THE world’s longest busway – a total of 25km between St Ives and Trumpington – has now carried more than four million passengers since it opened in August 2011, and traveller numbers are expected to grow by half a million this year.

Cambridgeshire County Council said yesterday (Tuesday) that the latest figures confirmed a year-on-year increase in passenger journeys, and in 2013 the route was expected to provide three million passenger trips – up half a million on 2012.

Since it opened more than two years late, the popularity of journeys between Huntingdonshire and Cambridge has continued to exceed all but the most optimistic assumptions.
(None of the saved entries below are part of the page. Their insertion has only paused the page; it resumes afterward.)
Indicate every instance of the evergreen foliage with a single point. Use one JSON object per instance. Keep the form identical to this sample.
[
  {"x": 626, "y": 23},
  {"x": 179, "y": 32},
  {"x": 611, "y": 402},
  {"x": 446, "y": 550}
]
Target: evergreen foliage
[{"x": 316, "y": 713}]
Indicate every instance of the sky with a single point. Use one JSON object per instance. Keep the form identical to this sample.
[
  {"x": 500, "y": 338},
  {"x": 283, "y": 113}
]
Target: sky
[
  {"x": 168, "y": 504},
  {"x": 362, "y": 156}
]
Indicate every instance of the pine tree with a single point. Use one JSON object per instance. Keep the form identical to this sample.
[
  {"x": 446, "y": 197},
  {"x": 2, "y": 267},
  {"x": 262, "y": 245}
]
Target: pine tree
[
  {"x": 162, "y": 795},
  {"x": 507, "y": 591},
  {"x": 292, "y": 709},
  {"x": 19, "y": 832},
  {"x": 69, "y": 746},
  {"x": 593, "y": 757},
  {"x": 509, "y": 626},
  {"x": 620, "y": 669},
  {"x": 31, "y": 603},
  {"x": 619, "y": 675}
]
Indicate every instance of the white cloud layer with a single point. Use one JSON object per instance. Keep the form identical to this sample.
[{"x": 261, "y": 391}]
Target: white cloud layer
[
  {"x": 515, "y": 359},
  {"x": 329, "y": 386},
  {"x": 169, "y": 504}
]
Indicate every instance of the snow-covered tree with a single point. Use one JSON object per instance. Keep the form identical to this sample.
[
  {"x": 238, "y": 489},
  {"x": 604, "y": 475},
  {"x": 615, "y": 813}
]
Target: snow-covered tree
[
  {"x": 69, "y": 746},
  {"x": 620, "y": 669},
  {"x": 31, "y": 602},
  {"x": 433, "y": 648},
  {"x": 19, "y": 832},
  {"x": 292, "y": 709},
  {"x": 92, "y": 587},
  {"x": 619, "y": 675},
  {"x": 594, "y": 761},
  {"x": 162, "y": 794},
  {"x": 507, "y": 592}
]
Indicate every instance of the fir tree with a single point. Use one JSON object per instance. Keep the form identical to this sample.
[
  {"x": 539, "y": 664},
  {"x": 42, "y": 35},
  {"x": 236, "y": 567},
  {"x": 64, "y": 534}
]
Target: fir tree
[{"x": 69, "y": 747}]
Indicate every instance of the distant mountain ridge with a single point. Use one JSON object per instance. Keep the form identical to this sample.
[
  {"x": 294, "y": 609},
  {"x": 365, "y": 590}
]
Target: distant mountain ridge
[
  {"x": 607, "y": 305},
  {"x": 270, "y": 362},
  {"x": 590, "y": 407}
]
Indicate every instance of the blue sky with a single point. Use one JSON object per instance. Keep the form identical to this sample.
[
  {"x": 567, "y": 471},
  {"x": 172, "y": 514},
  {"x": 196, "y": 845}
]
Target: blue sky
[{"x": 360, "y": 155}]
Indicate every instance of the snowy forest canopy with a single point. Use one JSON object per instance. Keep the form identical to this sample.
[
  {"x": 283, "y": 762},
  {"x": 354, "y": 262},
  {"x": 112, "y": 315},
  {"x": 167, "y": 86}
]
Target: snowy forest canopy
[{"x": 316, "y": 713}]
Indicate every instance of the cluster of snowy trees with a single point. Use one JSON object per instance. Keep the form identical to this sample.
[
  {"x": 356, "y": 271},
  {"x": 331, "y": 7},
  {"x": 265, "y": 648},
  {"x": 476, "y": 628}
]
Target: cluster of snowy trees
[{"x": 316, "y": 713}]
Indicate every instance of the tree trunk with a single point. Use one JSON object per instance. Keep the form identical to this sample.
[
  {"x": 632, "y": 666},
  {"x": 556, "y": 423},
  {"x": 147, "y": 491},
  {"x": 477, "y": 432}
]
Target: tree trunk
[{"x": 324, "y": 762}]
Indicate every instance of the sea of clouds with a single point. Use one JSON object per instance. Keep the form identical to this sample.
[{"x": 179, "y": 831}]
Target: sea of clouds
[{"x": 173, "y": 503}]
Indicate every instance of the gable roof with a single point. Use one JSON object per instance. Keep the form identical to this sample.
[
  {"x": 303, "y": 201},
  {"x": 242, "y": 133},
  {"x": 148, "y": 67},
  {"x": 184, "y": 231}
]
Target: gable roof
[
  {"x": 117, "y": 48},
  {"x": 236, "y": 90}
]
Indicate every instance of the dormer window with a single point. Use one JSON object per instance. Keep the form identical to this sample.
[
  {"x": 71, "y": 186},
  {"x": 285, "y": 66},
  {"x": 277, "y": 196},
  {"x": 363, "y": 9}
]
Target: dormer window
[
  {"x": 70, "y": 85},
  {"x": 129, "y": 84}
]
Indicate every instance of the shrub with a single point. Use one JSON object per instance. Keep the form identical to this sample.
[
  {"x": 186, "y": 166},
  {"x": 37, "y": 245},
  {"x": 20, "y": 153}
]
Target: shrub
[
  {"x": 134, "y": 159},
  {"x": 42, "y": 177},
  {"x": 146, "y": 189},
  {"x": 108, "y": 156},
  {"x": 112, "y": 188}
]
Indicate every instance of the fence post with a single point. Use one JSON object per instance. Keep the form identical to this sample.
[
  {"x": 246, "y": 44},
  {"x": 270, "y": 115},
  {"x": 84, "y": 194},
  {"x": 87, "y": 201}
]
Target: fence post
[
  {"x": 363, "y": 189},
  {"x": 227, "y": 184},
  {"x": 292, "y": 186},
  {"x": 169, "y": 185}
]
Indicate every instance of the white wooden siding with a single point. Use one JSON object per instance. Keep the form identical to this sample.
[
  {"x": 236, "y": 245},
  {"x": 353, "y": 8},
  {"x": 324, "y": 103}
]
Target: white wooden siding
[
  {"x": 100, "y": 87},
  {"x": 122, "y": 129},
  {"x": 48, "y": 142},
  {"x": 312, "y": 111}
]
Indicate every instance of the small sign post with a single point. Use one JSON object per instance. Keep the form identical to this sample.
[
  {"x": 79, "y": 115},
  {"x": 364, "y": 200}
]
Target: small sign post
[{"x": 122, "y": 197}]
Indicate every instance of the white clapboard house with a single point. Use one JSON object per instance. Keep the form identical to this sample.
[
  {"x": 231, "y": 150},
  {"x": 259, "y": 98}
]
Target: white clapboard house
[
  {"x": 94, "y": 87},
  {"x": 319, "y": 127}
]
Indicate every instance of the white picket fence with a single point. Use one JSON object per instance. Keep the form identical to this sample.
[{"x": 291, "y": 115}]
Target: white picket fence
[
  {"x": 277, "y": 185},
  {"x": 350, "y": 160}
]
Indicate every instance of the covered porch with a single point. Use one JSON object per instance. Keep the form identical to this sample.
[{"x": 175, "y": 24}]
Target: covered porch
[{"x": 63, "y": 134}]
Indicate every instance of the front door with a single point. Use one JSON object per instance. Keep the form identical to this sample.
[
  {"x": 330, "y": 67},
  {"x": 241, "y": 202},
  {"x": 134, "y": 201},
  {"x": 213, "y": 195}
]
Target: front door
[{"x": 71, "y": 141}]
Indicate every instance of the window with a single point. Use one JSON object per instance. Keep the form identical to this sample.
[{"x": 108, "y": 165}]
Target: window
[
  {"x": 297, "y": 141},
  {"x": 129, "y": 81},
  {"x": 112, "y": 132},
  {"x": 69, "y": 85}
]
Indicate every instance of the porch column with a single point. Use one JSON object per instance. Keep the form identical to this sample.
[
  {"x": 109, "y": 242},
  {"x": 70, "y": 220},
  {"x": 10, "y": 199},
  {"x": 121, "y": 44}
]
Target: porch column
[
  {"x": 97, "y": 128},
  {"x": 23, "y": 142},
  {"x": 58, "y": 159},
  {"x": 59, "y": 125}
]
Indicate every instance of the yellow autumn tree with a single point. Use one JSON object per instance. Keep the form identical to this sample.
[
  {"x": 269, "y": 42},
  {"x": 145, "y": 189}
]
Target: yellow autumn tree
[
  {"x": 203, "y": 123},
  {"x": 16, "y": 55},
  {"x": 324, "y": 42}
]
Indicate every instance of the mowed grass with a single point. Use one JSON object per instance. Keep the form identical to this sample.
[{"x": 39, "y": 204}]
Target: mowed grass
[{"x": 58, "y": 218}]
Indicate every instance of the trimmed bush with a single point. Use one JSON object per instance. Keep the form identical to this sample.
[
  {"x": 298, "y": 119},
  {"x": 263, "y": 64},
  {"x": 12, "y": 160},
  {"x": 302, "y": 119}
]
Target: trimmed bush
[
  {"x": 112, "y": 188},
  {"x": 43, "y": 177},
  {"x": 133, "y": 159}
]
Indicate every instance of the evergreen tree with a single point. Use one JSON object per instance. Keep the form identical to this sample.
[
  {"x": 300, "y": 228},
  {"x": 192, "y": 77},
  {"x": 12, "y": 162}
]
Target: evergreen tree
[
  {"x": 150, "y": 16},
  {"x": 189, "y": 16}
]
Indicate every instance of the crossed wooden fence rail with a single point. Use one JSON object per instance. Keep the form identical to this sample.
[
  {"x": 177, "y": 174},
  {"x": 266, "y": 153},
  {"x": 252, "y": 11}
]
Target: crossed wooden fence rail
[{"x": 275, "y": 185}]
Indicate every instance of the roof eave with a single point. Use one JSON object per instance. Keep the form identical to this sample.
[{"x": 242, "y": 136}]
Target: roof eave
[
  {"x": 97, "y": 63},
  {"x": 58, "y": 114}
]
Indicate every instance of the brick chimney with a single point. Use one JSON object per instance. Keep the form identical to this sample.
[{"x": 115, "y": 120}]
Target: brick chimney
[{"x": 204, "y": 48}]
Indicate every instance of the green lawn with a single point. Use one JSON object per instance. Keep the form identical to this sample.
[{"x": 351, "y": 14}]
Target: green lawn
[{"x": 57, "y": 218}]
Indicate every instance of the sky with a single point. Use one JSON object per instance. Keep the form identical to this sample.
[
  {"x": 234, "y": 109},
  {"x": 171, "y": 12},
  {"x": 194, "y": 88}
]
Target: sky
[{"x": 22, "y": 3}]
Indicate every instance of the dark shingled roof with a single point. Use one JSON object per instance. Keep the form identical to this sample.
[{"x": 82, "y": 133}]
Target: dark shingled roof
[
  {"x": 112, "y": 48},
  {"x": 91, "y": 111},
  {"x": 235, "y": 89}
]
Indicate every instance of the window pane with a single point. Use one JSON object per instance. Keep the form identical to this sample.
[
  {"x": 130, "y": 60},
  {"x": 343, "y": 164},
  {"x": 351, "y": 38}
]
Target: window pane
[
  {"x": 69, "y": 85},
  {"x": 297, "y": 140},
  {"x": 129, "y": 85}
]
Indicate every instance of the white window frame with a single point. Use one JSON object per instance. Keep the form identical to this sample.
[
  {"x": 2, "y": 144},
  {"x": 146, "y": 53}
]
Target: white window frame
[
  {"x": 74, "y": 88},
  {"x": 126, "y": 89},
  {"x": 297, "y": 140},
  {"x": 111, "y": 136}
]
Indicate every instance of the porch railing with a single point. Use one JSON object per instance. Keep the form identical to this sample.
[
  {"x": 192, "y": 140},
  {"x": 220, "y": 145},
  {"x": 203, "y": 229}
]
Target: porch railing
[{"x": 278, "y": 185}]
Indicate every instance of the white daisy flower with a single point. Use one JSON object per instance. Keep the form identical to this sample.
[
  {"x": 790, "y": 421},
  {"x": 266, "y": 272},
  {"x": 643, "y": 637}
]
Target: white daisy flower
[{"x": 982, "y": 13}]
In January this year, 253,355 people used the busway, nearing the more than 280,000 passengers who climbed aboard last October.

The county council’s cabinet member for growth and planning, Councillor Ian Bates, said: “Despite its detractors, the busway has proved to be a great success since the day it opened, and I am delighted that passenger numbers continue to grow.

“Four million passengers since it opened are proof that people, including myself, are choosing the busway over other methods of travel, and clearly the good news is spreading as more and more people turn to this clean, convenient and comfortable way to get to and from Cambridge and the surrounding areas of Cambridgeshire.

“The passenger figures speak for themselves, and who can argue that the busway is not a success when the number of journeys will grow by more than half a million this year alone?”